Luft et al14 proposed 3 hypotheses to explain the inverse relationship between hospital volume and mortality. First, greater experience by high-volume centers results in better outcomes. However, it is unclear why experience does not accumulate over time. The 1989 OSHPD data document the same volume-mortality relationship as the present study,4 yet the low-volume hospitals have had 6 more years of experience from which to draw. Thus, either experience does not account for the entire explanation or perhaps there is some characteristic of providers in low-volume centers that prevents the accumulation or integration of experience. The second hypothesis is selective referral to high-volume centers. However, because data regarding hospital volumes or outcomes are not generally available in California, that is an unlikely explanation for these findings. The third possibility is that the patients treated at low-volume hospitals are sicker. However, studies in which patients are stratified according to their severity of disease continue to find the inverse relationship between hospital volume and mortality or CABG for all subgroups.15 Regardless of the explanation, performing PTCAs only in California hospitals with an annual volume >400 PTCAs would have resulted in 202 fewer deaths and 93 fewer emergency bypass operations in 1995.
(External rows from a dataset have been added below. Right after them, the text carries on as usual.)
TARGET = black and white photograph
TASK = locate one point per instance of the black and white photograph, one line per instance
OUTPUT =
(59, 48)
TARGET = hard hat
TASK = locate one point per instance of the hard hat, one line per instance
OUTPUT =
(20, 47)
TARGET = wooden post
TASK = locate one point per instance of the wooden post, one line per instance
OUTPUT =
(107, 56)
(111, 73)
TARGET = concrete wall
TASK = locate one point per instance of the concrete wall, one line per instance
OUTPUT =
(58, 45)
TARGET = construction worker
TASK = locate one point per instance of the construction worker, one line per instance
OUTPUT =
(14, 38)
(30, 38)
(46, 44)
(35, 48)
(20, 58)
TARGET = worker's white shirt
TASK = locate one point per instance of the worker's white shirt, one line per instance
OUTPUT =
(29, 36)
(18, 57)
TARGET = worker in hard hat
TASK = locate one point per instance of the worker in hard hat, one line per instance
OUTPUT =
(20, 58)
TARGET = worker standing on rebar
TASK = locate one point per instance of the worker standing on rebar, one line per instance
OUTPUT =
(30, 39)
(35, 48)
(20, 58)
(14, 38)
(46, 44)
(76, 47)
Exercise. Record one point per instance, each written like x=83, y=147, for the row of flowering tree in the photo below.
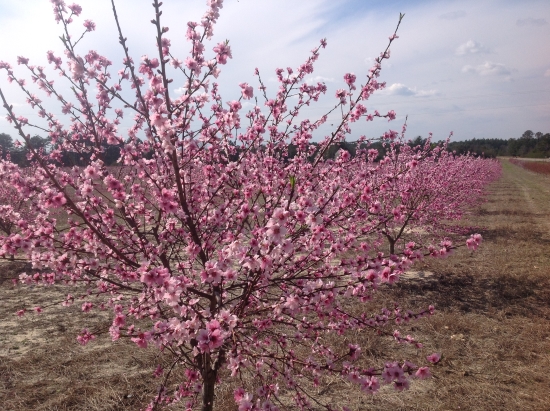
x=211, y=243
Of note, stenting appeared to neutralize the effect of institutional PTCA volume on the in-hospital outcomes of death and emergency CABG. However, a benefit in terms of reduced length of stay and hospital charges was maintained when stent placement was performed in hospitals performing >400 PTCAs in 1995. Finally, institutional stent volume appeared to have an effect on outcomes from stenting, with those hospitals placing >75 stents in 1995 have a 50% reduction in the end point of death or emergency CABG compared with hospitals placing ≤75 stents in 1995.
These results should be interpreted in light of several important study limitations. First, administrative data have certain deficiencies in terms of clinical detail. Important prognostic features, such as ejection fraction or number of diseased vessels, are not available. Also, there is no separate code for such procedures as rotational atherectomy, directional atherectomy, or laser angioplasty, which are coded as PTCA and might falsely influence both the outcomes and charges attributed to PTCA. There are no OSHPD data on physician PTCA volume that might have provided additional insight into patient outcomes. Finally charges, rather than costs, are contained in the OSHPD data set. Charges are not a precise measure of resource utilization because each hospital converts cost to charges with different formulas.
In summary, this study documents a significant expansion in the use of PTCA in California with some worsening of outcomes. It further documents the significant effect of stent placement on reduction in in-hospital mortality. Finally, it confirms previous studies suggesting that institutional volume is a major determinant of outcome after PTCA and that nearly half of California hospitals fall below the ACC/AHA recommendations for institutional volume. Although morbidity and mortality after stent placement do not appear to be affected by hospital PTCA volume, resource utilization is inversely related to PTCA volume. Finally, there is an inverse relationship between hospital stent volume and patient outcome, particularly the need for emergency CABG. In total, these findings suggest that regionalization of angioplasty services should be given serious consideration.